Due to its subterranean habitat, the naked mole rat exhibits unique adaptations in order to increase its chances of survival. While its genes for melatonin synthesis, which is affected by light presence, were present, the expression was very low in comparison to other mammals. It was found that the receptors MTNR1A and MTNR1B were inactivated by stop codons. Therefore, the naked mole rat maintained circadian rhythms through other processes when exposed to brief light changes (Kim et. al. 2012). The gene UCP1 which is crucial for thermogenesis in mammals is changed for naked mole rats as well. In the regulatory site, Arg-Trp replaces Gly-Pro which results in structural and functional changes in this gene that prevents thermogenesis from being sustained (Kim et. al. 2012). Living underground, naked mole rats are exposed to extremely low oxygen levels and high carbon dioxide levels. Due to this, they have adapted and developed metabolic functions that reduce metabolic rate and development. The naked mole rat has a different affinity for hemoglobin oxygen than land-dwelling organisms, which enhances their survival in their low oxygen environment (Kim et. al. 2012). Lastly, also acting as an adaptation, the naked mole rate has deficiencies in its eyesight. Mice, rats, and guinea pigs all have four opsin genes (RHO, OPN1LW, OPN1MW, and OPN1SW). Living in a primarily dark habitat without the need for much visual function, naked mole rats only have the RHO and OPN1SW genes, resulting in poor eyesight. Also, of the 200 genes in humans and mice that are responsible for visual perception, about ten percent are either inactivated or lost in naked mole rats. Furthermore, abnormal eye size is seen as well, which is due to the result of the inactivation of the CRYBA4 gene (Kim et. al. 2012). Numerous factors play into the poor visual function in naked mole rats, much of which has to do with the inactivation or loss of specific visual genes.

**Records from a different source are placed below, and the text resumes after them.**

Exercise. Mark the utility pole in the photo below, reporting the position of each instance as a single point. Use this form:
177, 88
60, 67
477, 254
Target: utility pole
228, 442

Naked mole rats are researched in depth due to their many unique phenotypic characteristics. Researchers have been studying these specific features that are seen in this organism in order to see if there is a way for implementation of similar functions and processes into other organisms. The longevity and lack of biological aging, cancer resistance, and genetic accommodations to an extreme environment are all features found within the naked mole rat genome that provide many opportunities for research and open up many questions. Much of what is studied in this genome could provide answers to and contribute to solving the current challenges in medicine and science as a whole.